You start on a VPS (Virtual Private Server): a remote computer you rent that stays on 24/7. Think of it as a dedicated machine in the cloud that runs your Claw while your laptop is closed. It is completely isolated from your personal machine and work credentials. If something goes wrong, it stays contained there.
Hostinger offers a one-click OpenClaw template that handles everything: the server, the installation, the gateway, and the API key configuration. You pick your plan, click deploy, and within minutes your Claw is running and reachable through a web chat right in your browser. No Mac mini or external hardware required. No SSH. No terminal commands.
We have used Mac minis for our own setups. They are useful, but they are not required, especially when you are starting out. There is a lot of hype around dedicated hardware for OpenClaw, and most of it jumps ahead of what actually matters. For about $25 a month on Hostinger, you get a fully working setup that lets you learn how OpenClaw operates without buying anything. Once you are comfortable and feel like you want something running locally, you can always set up a Mac mini later. It is straightforward at that point. Start here first.
Once it is running, your first job is to verify the security. That is what the build covers.

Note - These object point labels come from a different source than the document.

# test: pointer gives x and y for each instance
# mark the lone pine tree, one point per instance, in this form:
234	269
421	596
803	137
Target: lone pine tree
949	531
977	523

Capabilities get added one at a time, with a clear understanding of what each one does before it is turned on. Email comes as read-only access before write access ever exists. Calendar reads before calendar writes.

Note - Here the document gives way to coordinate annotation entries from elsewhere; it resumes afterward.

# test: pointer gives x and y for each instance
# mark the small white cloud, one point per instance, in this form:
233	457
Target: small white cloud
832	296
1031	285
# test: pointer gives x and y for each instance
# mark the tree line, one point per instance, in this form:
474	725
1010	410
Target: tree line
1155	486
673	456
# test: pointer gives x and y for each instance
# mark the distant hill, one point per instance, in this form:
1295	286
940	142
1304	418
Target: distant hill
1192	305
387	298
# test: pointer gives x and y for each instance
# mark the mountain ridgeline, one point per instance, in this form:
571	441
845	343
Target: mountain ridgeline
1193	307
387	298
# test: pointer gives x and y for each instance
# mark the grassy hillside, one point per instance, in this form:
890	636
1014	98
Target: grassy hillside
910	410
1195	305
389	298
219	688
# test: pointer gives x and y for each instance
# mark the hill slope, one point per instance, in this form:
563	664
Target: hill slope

Every action that modifies something external goes through an explicit confirmation step. You see what the agent plans to do and approve it before it runs. Skills get inspected before they get installed.
The operating philosophy throughout this course: give autonomy slowly. Understand how the agent operates under tight constraints first, then extend those constraints as trust builds.
By Day 10, you'll have a capable system and a clear mental model of exactly what it does on its own and where it asks for your approval. That combination is what makes it something you can actually rely on.
Ready to Build?
Now that you have a picture of what OpenClaw is, why it took off, and why the security setup comes first, it's time to get your hands on it.
The build walks you through deploying on Hostinger and then verifying the security of your setup. You will ask your Claw to audit itself: check the OS, the open ports, the firewall, and the OpenClaw security settings. By the end, you will have a verified, hardened gateway and a Claw with a name.
Open build.md and follow the steps. The first half walks you through the Hostinger interface. The second half is a conversation with your Claw, where you ask it to verify its own security.

Tomorrow you give it an identity: four files that turn a running process into something that actually knows you.
Go Deeper
- Oasis Security's ClawJacked disclosure and Giskard's prompt injection research are worth reading before Day 6 if you want to understand the email security risk in technical detail. Search for "ClawJacked Oasis Security" and "Giskard prompt injection LLM agents" to find the latest versions of both.
- For deeper machine-level isolation: a dedicated OS user account for OpenClaw with restricted permissions (read/write only to its own directory), combined with a reverse proxy (nginx or Caddy) handling TLS termination before requests reach the gateway.
- Tailscale offers a different security model entirely: run the VPS inside a private Tailscale network that only your devices can reach. All ports stay private, fully shielded from outside scans.